Edwin Goodrich was a British zoologist. He was the Linacre professor of comparative anatomy at the University of Oxford.
Background
Edwin Goodrich was born on June 21, 1868, in Weston-super-mare, North Somerset, United Kingdom. He was a son of Octavius Pitt Goodrich and Frances Lucinda Parker. When Goodrich was two weeks old his father died, and his mother took him, another son, and a daughter to live with her mother at Pau.
Education
Edwin attended an English school and a French lycée at Pau. In 1888 he entered the Slade School at University College, London, as an art student. And while there he became acquainted with E. Ray Lankester, who interested him in zoology. On coming to Oxford from London, Goodrich entered Merton College, Oxford as an undergraduate in 1892 and graduated with first-class honors in 1895.
When Lankester became a professor of comparative anatomy at Oxford, he made Goodrich his assistant in 1892; this marked the start of the researches which during half a century made Goodrich the greatest comparative anatomist of his day. In 1921 he was appointed Linacre professor of comparative anatomy, a post he held until 1945. He served as editor of the Quarterly Journal of Microscopical Science from 1920 until his death.
From the start of his researches, most of which were devoted to marine organisms, Goodrich made himself acquainted at first hand with the marine fauna of Plymouth, Roscoff, Banyuls, Naples, Helgoland, Bermuda, Madeira, and the Canary Islands. He also traveled extensively in Europe, the United States, North Africa, India, Ceylon, Malaya, and Java. The most important area of his work involved unraveling the significance of the sets of tubes connecting the centers of the bodies of animals with the outside. There are nephridia, developed from the outer layer inward and serving the function of excretion. Quite different from them are coelomoducts, developed from the middle layer outward, serving to release the germ cells. These two sets of tubes may look similar when each opens into the body cavity through a funnel surrounded by cilia which create a current of fluid.
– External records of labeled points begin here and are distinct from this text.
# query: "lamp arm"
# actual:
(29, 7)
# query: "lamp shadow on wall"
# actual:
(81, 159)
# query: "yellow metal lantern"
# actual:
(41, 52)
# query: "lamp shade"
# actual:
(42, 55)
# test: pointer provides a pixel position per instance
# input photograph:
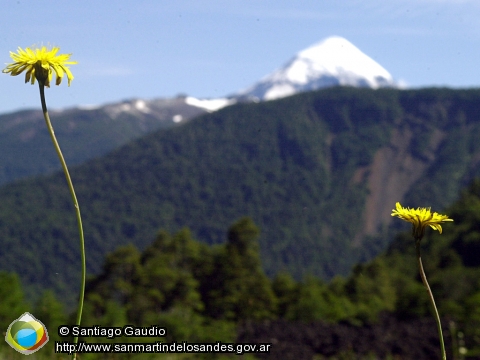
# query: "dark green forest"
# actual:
(302, 168)
(209, 293)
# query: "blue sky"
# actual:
(211, 48)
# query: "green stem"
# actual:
(432, 300)
(75, 203)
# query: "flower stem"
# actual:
(432, 300)
(75, 203)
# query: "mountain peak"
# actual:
(332, 62)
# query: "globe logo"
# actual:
(26, 334)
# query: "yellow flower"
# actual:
(420, 218)
(39, 64)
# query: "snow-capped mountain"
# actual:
(331, 62)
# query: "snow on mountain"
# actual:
(332, 62)
(209, 104)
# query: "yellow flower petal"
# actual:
(420, 218)
(39, 64)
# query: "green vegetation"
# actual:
(299, 167)
(203, 293)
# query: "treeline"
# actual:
(203, 293)
(301, 167)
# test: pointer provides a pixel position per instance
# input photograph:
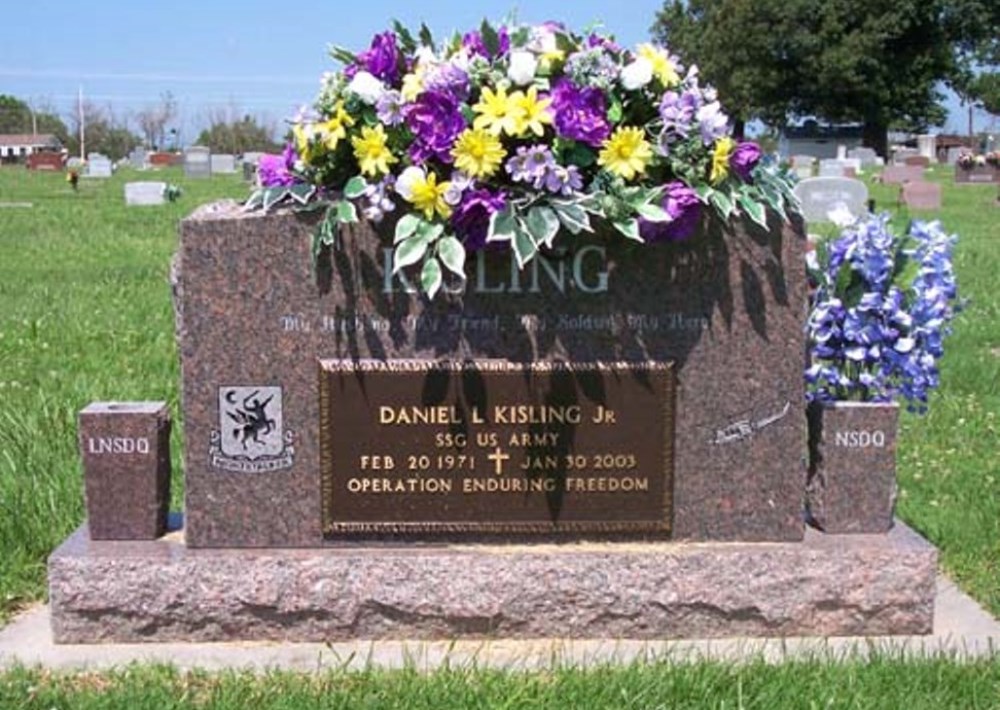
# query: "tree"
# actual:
(16, 116)
(239, 136)
(153, 120)
(877, 62)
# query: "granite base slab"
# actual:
(827, 585)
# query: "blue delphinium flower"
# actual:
(882, 308)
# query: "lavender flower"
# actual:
(275, 170)
(580, 114)
(471, 218)
(381, 59)
(448, 78)
(684, 208)
(744, 159)
(871, 338)
(435, 120)
(390, 108)
(712, 122)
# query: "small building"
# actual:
(14, 148)
(818, 140)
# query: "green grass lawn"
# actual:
(86, 315)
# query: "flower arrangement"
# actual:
(882, 307)
(515, 136)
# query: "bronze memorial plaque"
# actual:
(495, 447)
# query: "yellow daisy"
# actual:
(497, 112)
(626, 153)
(532, 115)
(371, 150)
(478, 153)
(335, 128)
(428, 196)
(663, 68)
(720, 159)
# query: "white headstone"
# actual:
(98, 166)
(197, 162)
(145, 193)
(223, 164)
(867, 156)
(823, 199)
(927, 147)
Goodrich’s attention was always focused on evolution, to which he made notable contributions, firmly adhering to Darwin’s theory of natural selection. Goodrich established that a motor nerve remains “faithful” to its corresponding segmental muscle, however much it may have become displaced or obscured in development. He showed that organs can be homologous (traceable to a single representative in a common ancestor) without arising from the same segments of the body. Like a tune in music, they can be transposed up or down the scale, for example, the fins and limbs of vertebrates and the position of the occipital arch (the back of the skull), which varies in vertebrates from the fifth to the ninth segment. He distinguished between the different structures of the scales of fishes, living and fossil, by which they are classified and recognized, a fact of fundamental importance when boring into the earth’s crust for mineral wealth because the different strata are identified by their fossils.
Membership
Goodrich was elected a fellow of the Royal Society in 1905. He was an honorary member of the New York Academy of Science and of many other academies.
Royal Society of London
,
United Kingdom
1905 - 1946
Personality
Goodrich's artistic training always stood him in good stead in drawing diagrams of surpassing beauty and clarity while lecturing (students used to insist on photographing the blackboard before it was erased) and in illustrating his books and papers. He also held shows of his watercolor landscapes in London.
Physical Characteristics:
A dapper, tiny, thin man with a dry sense of humor, Goodrich always complained when traveling by air that he was not weighed together with his luggage since his own weight was only half that of an average passenger.
Connections
In 1913 Goodrich married Helen Pixell, a distinguished protozoologist, who helped greatly with his work.